From d1a697ac23b867bdacf4dded77725da53ce1afc8 Mon Sep 17 00:00:00 2001
From: Phil Wang <lucidrains@gmail.com>
Date: Sat, 30 Apr 2022 16:05:13 -0700
Subject: [PATCH] allows one to shortcut sampling at a specific unet number, if
 one were to be training in stages

---
 README.md                        |  2 +-
 dalle2_pytorch/dalle2_pytorch.py | 13 +++++++++++--
 setup.py                         |  2 +-
 3 files changed, 13 insertions(+), 4 deletions(-)

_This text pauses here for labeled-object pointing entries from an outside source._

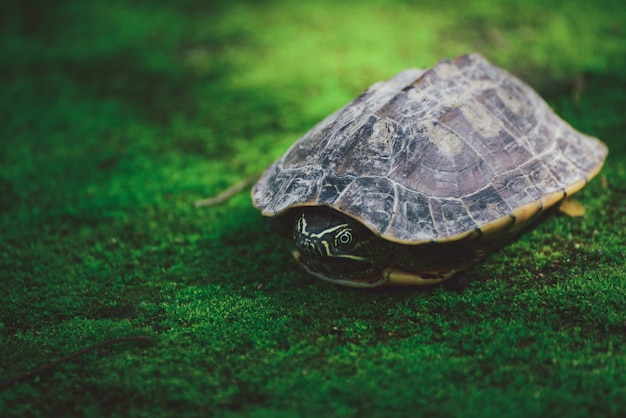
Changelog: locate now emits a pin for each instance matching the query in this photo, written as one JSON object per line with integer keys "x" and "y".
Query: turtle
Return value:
{"x": 424, "y": 175}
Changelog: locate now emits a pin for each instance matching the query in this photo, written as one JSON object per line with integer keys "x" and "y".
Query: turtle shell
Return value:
{"x": 434, "y": 155}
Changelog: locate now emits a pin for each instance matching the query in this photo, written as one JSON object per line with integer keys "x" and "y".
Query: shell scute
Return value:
{"x": 432, "y": 154}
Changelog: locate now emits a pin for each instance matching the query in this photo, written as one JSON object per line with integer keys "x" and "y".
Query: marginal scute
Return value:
{"x": 434, "y": 156}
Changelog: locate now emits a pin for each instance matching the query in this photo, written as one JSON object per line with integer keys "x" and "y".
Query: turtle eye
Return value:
{"x": 343, "y": 239}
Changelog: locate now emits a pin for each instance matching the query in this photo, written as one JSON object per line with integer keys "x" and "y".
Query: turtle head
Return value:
{"x": 334, "y": 247}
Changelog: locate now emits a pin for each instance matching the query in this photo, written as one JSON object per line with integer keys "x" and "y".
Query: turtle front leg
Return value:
{"x": 394, "y": 276}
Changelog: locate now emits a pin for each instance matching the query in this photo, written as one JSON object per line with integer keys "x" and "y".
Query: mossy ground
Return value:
{"x": 117, "y": 115}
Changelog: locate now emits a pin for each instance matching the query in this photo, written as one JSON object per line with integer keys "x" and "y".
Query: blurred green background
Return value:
{"x": 117, "y": 115}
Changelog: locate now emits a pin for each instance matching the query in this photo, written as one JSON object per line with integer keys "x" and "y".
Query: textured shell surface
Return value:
{"x": 431, "y": 154}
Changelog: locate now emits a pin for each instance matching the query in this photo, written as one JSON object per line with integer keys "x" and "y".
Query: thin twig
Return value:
{"x": 40, "y": 370}
{"x": 228, "y": 193}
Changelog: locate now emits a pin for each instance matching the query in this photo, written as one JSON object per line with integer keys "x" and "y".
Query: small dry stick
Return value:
{"x": 228, "y": 193}
{"x": 40, "y": 370}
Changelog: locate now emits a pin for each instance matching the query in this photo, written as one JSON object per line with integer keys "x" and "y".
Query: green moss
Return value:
{"x": 118, "y": 115}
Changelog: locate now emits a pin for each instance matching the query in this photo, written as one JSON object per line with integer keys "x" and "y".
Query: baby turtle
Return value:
{"x": 422, "y": 176}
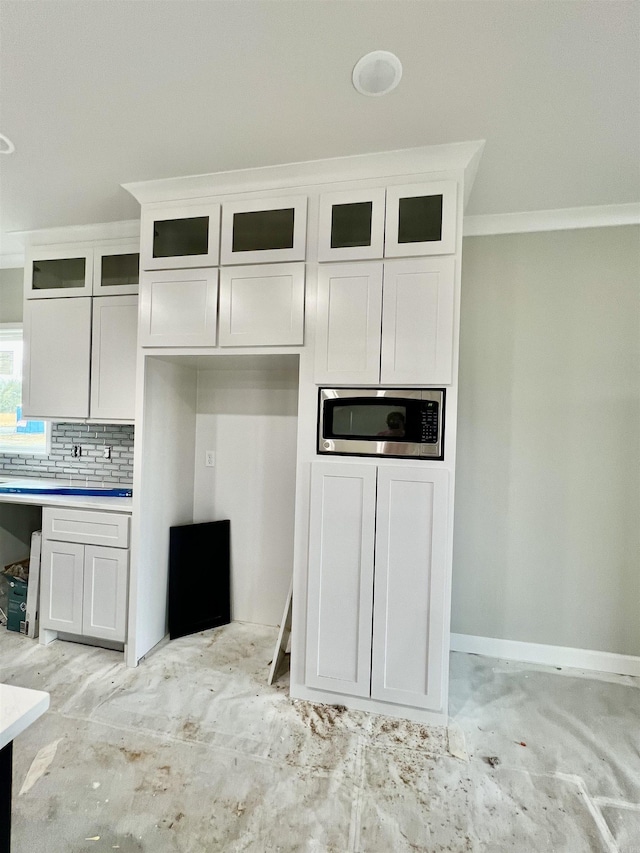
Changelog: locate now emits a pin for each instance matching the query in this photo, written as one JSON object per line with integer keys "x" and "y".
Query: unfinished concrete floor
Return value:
{"x": 192, "y": 752}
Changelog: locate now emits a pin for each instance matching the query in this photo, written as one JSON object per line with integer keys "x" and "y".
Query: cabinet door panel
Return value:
{"x": 57, "y": 358}
{"x": 351, "y": 225}
{"x": 61, "y": 586}
{"x": 263, "y": 230}
{"x": 105, "y": 593}
{"x": 418, "y": 318}
{"x": 421, "y": 219}
{"x": 180, "y": 236}
{"x": 262, "y": 305}
{"x": 409, "y": 645}
{"x": 340, "y": 592}
{"x": 348, "y": 323}
{"x": 178, "y": 308}
{"x": 57, "y": 272}
{"x": 116, "y": 269}
{"x": 113, "y": 357}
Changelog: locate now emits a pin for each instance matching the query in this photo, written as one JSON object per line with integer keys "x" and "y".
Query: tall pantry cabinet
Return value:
{"x": 354, "y": 265}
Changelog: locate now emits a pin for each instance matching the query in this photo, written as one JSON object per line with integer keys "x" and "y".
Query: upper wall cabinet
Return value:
{"x": 264, "y": 231}
{"x": 351, "y": 225}
{"x": 178, "y": 308}
{"x": 180, "y": 236}
{"x": 262, "y": 305}
{"x": 81, "y": 270}
{"x": 415, "y": 219}
{"x": 54, "y": 272}
{"x": 421, "y": 219}
{"x": 390, "y": 322}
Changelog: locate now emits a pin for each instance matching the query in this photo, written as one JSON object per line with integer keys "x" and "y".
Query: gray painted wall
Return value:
{"x": 11, "y": 295}
{"x": 547, "y": 524}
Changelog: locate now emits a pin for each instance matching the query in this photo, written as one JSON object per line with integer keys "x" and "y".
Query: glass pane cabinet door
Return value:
{"x": 351, "y": 225}
{"x": 58, "y": 272}
{"x": 116, "y": 270}
{"x": 174, "y": 238}
{"x": 263, "y": 231}
{"x": 421, "y": 219}
{"x": 180, "y": 236}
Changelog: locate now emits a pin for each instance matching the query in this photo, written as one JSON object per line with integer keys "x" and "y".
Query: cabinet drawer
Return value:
{"x": 87, "y": 527}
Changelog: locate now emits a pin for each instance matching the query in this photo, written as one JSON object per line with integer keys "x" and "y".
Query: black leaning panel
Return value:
{"x": 199, "y": 577}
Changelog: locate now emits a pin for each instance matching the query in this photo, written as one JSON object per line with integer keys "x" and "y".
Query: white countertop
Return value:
{"x": 19, "y": 707}
{"x": 74, "y": 501}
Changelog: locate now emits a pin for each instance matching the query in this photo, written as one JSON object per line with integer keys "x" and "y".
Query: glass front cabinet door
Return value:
{"x": 180, "y": 237}
{"x": 263, "y": 231}
{"x": 116, "y": 269}
{"x": 351, "y": 225}
{"x": 421, "y": 219}
{"x": 55, "y": 272}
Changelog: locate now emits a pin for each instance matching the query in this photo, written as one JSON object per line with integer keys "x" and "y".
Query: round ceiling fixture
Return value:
{"x": 6, "y": 145}
{"x": 377, "y": 73}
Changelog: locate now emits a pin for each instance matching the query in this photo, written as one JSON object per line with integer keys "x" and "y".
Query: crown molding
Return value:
{"x": 407, "y": 161}
{"x": 125, "y": 229}
{"x": 564, "y": 219}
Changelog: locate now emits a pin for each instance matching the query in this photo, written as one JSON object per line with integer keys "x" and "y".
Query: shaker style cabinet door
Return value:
{"x": 57, "y": 354}
{"x": 421, "y": 219}
{"x": 409, "y": 643}
{"x": 418, "y": 321}
{"x": 264, "y": 231}
{"x": 62, "y": 581}
{"x": 116, "y": 269}
{"x": 56, "y": 272}
{"x": 113, "y": 357}
{"x": 262, "y": 305}
{"x": 348, "y": 318}
{"x": 104, "y": 610}
{"x": 340, "y": 593}
{"x": 178, "y": 308}
{"x": 351, "y": 225}
{"x": 179, "y": 236}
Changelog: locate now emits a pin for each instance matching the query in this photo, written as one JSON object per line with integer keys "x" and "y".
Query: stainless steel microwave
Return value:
{"x": 398, "y": 422}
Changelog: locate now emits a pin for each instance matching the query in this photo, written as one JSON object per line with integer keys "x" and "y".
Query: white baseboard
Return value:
{"x": 547, "y": 655}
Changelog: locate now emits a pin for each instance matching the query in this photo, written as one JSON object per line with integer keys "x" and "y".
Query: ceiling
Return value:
{"x": 96, "y": 94}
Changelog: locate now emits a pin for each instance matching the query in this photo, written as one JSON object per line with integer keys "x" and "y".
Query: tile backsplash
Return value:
{"x": 91, "y": 467}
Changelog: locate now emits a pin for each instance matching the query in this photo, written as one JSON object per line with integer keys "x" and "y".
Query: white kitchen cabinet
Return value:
{"x": 418, "y": 321}
{"x": 377, "y": 582}
{"x": 57, "y": 271}
{"x": 262, "y": 305}
{"x": 180, "y": 236}
{"x": 113, "y": 357}
{"x": 410, "y": 584}
{"x": 351, "y": 225}
{"x": 340, "y": 594}
{"x": 84, "y": 581}
{"x": 348, "y": 321}
{"x": 68, "y": 373}
{"x": 81, "y": 269}
{"x": 389, "y": 323}
{"x": 178, "y": 308}
{"x": 269, "y": 230}
{"x": 420, "y": 219}
{"x": 61, "y": 587}
{"x": 57, "y": 357}
{"x": 116, "y": 269}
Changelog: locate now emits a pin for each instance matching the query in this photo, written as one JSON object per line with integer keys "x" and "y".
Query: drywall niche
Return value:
{"x": 246, "y": 412}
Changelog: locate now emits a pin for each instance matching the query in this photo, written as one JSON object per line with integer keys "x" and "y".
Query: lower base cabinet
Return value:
{"x": 377, "y": 582}
{"x": 84, "y": 585}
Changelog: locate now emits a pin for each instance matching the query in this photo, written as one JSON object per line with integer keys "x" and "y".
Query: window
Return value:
{"x": 17, "y": 435}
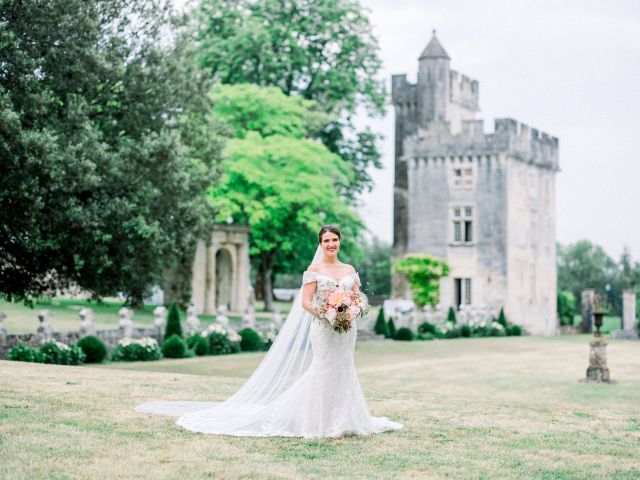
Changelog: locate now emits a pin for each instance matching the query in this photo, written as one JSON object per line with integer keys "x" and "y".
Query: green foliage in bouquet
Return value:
{"x": 94, "y": 349}
{"x": 174, "y": 327}
{"x": 424, "y": 273}
{"x": 174, "y": 347}
{"x": 23, "y": 353}
{"x": 251, "y": 340}
{"x": 404, "y": 334}
{"x": 198, "y": 344}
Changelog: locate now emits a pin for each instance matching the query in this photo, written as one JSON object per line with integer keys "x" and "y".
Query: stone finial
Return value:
{"x": 221, "y": 315}
{"x": 86, "y": 322}
{"x": 45, "y": 330}
{"x": 125, "y": 325}
{"x": 193, "y": 322}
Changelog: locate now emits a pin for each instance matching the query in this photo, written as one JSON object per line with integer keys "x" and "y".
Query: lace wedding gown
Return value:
{"x": 311, "y": 399}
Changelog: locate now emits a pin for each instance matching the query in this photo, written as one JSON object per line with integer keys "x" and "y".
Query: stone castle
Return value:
{"x": 484, "y": 202}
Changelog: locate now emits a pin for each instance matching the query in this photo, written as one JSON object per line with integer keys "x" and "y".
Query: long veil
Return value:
{"x": 285, "y": 362}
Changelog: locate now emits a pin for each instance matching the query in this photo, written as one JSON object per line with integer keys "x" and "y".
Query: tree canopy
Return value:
{"x": 275, "y": 179}
{"x": 319, "y": 50}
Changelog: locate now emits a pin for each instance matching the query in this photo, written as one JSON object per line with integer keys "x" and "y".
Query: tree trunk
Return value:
{"x": 266, "y": 269}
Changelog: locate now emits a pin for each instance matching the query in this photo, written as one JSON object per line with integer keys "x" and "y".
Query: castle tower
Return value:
{"x": 484, "y": 202}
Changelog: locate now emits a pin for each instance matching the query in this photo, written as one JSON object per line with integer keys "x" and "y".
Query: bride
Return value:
{"x": 306, "y": 385}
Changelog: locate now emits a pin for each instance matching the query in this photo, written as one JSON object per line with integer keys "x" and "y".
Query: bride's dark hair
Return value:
{"x": 328, "y": 228}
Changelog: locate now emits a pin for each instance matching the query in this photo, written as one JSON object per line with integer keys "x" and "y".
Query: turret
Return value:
{"x": 433, "y": 83}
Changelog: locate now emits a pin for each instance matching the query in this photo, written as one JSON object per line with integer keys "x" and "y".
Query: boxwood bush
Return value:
{"x": 404, "y": 334}
{"x": 174, "y": 347}
{"x": 198, "y": 344}
{"x": 94, "y": 349}
{"x": 251, "y": 340}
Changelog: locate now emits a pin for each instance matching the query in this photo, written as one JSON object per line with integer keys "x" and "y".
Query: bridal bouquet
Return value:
{"x": 338, "y": 308}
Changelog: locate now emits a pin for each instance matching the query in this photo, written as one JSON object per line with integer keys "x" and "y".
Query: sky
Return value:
{"x": 569, "y": 68}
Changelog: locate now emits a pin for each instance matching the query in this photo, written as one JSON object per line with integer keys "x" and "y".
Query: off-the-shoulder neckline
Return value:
{"x": 331, "y": 278}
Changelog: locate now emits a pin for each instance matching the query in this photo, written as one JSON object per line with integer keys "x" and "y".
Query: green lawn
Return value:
{"x": 472, "y": 408}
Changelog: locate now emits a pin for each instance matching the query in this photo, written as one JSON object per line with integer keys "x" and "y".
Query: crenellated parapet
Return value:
{"x": 509, "y": 137}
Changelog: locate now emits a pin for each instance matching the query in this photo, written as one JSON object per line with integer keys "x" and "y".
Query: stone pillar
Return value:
{"x": 160, "y": 320}
{"x": 587, "y": 310}
{"x": 629, "y": 320}
{"x": 193, "y": 322}
{"x": 86, "y": 322}
{"x": 45, "y": 330}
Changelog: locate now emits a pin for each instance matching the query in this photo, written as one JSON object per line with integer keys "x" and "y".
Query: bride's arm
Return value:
{"x": 307, "y": 296}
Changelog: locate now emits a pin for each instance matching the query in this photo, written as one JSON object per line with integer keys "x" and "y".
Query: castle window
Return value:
{"x": 462, "y": 177}
{"x": 461, "y": 292}
{"x": 463, "y": 224}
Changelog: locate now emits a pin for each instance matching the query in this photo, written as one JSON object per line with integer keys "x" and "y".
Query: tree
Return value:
{"x": 424, "y": 273}
{"x": 174, "y": 326}
{"x": 320, "y": 50}
{"x": 276, "y": 179}
{"x": 101, "y": 179}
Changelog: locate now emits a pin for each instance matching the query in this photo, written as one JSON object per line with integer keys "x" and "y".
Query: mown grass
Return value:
{"x": 472, "y": 408}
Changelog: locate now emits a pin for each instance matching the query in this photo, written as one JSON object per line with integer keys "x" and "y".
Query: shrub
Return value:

diff --git a/README.md b/README.md
index 387837a..354a89e 100644
--- a/README.md
+++ b/README.md
@@ -783,7 +783,7 @@ for unet_number in (1, 2):
 # you can sample from the exponentially moving averaged unets as so
 
 mock_image_embed = torch.randn(4, 512).cuda()
-images = decoder.sample(mock_image_embed, text = text) # (4, 3, 256, 256)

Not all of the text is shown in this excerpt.